What are the implications of the Court’s ruling? Justice Gorsuch, joined by Justice Thomas dissented, stating that the Court’s reading of the Act endorses “paternalistic central planning” and turns a cold shoulder to “state law efforts to restore state lands.” This argument was not compelling to the majority because, as the Court’s opinion notes, cleanup plans generally must comply with applicable or relevant and appropriate state environmental standards and, moreover, states have opportunities for involvement in developing and selecting cleanup plans. The court’s ruling in Atlantic Richfield may also head off what are, in effect, collateral attacks on EPA’s remedial decisions and the confusion and delay threatened by such lawsuits.
The Atlantic Richfield decision may serve to avoid unjust awards of windfall profits to plaintiffs who seek so-called restoration damages that go beyond any actual damages. Indeed, litigation in Montana illustrates the basis for such concern. In Sunburst School District No.2 v. Texaco, 165 P.3d 1079 (2007), the Montana Supreme Court approved an award of damages that Texaco claimed would exceed the value of the property allegedly damaged and thus would result in a windfall. The Court recognized the problem identified by Texaco, citing Montana law that an injured party should be made whole but not profit. However, the court in Sunburst found that the general rule in favor of diminution in value as the appropriate measure of damages can be overcome where the record shows that an award of restoration damages will actually be used to repair the damaged property rather than simply paid to plaintiffs.
The Supreme Court’s decision in Atlantic Richfield may avoid the need for a trial court to deal with “windfall profit” issues in cases where plaintiffs are responsible parties, EPA has selected a CERCLA remedy, and EPA has not authorized the restoration plan. In Atlantic Richfield, EPA represented that the landowners’ restoration plan would dig up soil that has been deliberately capped in place under the EPA approved remedy found to be protective. In such a case, one can understand why EPA would not authorize the restoration plan.

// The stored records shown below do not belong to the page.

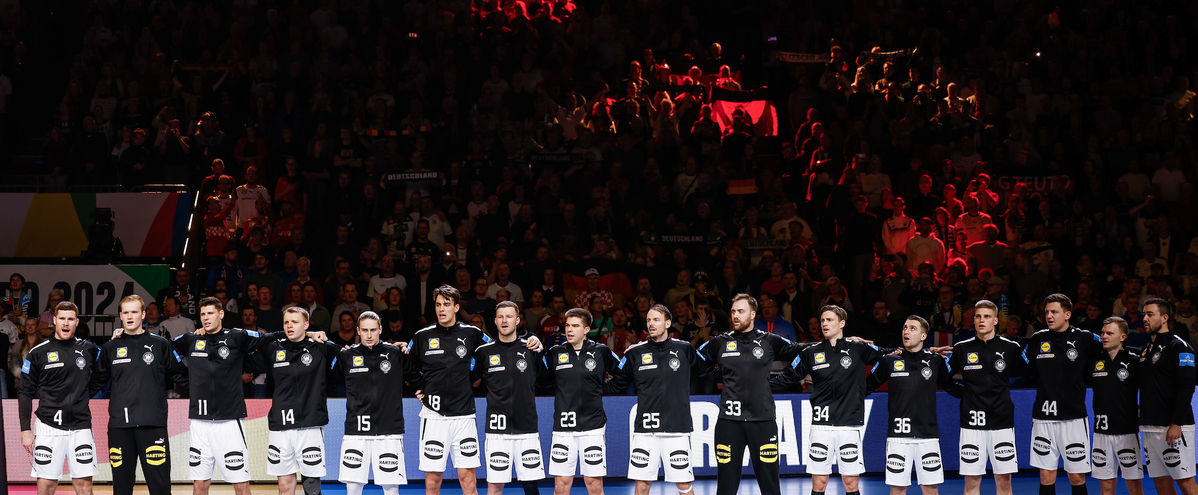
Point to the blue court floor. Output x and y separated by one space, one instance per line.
1027 483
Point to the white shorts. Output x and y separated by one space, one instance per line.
1115 454
383 452
1173 460
52 446
998 446
564 454
670 451
835 445
218 439
502 453
902 457
1070 440
441 436
294 451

The Court’s decision in Atlantic Richfield does not address “restoration damage” claims where the plaintiffs are not potentially responsible parties, e.g. parties owning property that is not contaminated but present common law claims such as diminution of value. Although “restoration damage” suits were infrequent in the past, the Atlantic Richfield decision may serve to prompt an increase in such claims under state law. Adjacent landowners could sue for “cleaner than clean” restoration damages, i.e. providing more (and much more expensive) remediation than required under state environmental requirements. Trial courts in such cases will presumably be mindful of the fact that plaintiffs have other remedies under state law for compensatory damages measured by diminution of value. Moreover, defendants, aware of potential “windfall profit” concerns, may ask the trial court to require periodic reimbursement by defendants of actual restoration costs — instead of a lump sum — to deal with concerns that plaintiffs may decide to pocket the damage award rather than implement all or most of the restoration plan presented to the court.